Sometimes drugs > no drugs

Imagine you want to end 80% of the world's opium production, and you could actually probably do it. See, you're essentially the only military presence in the area, and you're highly technologically advanced compared to the drug runners. You could probably take them all out with defoliating raids and be done with the destructive and destabilizing element of opium forever.

Sounds good, but Slate suggests that ending opium in one fell swoop would be more destabilizing than leaving it.

See, in a country that produces 80% of the world's opium, that crop amounts to roughly 50% of the country's gross domestic product, and to destroy 50% of an already poor country's national income would be infinitely more disastrous than the money drug lords funnel into local militias. Or so says Barnett Rubin, "an irascible NYU Afghan expert".

It must ire the hell out of drug hawks, but even the military seems to believe this is the way to go. It's a sad reality, but if we destroy Afghanistan's #1 industry without having another to make up the difference, the destabilization we see in drug kingpins and corrupt local militias will pale in comparison to the destabilizing factors of poverty, famine.

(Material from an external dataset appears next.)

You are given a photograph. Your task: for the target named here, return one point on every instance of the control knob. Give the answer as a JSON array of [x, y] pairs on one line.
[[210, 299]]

And whereas this current destabilizing influence is kind of diffuse and self-serving, just enough to keep the drug lords in power and profitable, the rage of a destroyed cash crop with nothing to fill the void would be concentrated directly at one thing, the people that destroyed it.

You know, us.

The Afghan people seem pretty happy with us at the moment [despite the Newsweek riots; relative to other nations we're building; relative to the sentiments of other predominantly Muslim nations] why screw with relative calm?